Leverkusen — Für eine möglichst umweltfreundliche Rückgewinnung von Salz und Wasser aus Industrieabwasser sucht Covestro zusammen mit Partnern aus Wirtschaft und Wissenschaft nach neuen Wegen. Dazu sollen aufbereitete Salze sowie das gereinigte Abwasser in Elektrolyseverfahren zur Chlorgewinnung genutzt werden. Ein Forschungsprojekt unter Führung des Leverkusener Werkstoffherstellers Covestro befasst sich damit.

In vielen industriellen Prozessen fallen beträchtliche Mengen an Abwasser mit sehr hohen Salzkonzentrationen an. Gelangen sie in Gewässer, stellt dies eine Umweltbelastung dar – besonders für Flüsse und Seen, die für die Trinkwasseraufbereitung genutzt werden. Daher besteht Handlungsbedarf, um neue umweltfreundliche und ökonomisch tragfähige Verfahren zur Aufbereitung und Nutzung von solchem Abwasser zu entwickeln.

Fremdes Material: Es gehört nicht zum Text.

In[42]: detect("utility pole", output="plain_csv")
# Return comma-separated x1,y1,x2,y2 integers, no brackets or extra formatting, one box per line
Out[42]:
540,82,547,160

„Ein wichtiges Ziel des Vorhabens ist es, im Zuge der Aufbereitung der Salzlösungen den Salzgehalt so umweltfreundlich wie möglich zu erhöhen“, erklärt Projektkoordinatorin Dr. Yuliya Schiesser aus der Prozessforschung von Covestro. Dazu soll unter anderem Abwärme aus den benachbarten Produktionsanlagen genutzt werden: „Unser Ziel ist es, dass am Ende nicht nur die Kunststoffbranche, sondern auch andere Industriezweige ihren Nutzen davon haben.“.

Zur Erprobung ist eine Demonstrationsanlage bei Covestro am Standort Krefeld-Uerdingen geplant. Dort setzt das Unternehmen bereits seit Anfang 2016 in einer Pilotanlage ein Recycling-Verfahren ein, das es selbst entwickelt hat. Dabei wird salzhaltiges Prozessabwasser gereinigt, um bei der Produktion von Chlor wieder eingesetzt zu werden, einem wesentlichen Rohstoff bei der Herstellung von Polycarbonat und anderen Kunststoffen.

Auf diese Technologie baut das neue Verbundprojekt namens „Re-Salt“ (Recycling von industriellen salzhaltigen Prozesswässern) auf. Daran beteiligt sind auch das DVGW-Technologiezentrum Wasser, die Donau Carbon GmbH, die Universität Duisburg-Essen, das Dechema-Forschungsinstitut, die Envirochemie GmbH und die Technische Hochschule Köln.

„Re-Salt“ läuft über drei Jahre und wird vom Bundesministerium für Bildung und Forschung (BMBF) im Rahmen der Fördermaßnahme WavE gefördert (Förderkennzeichen: 02WAV1408).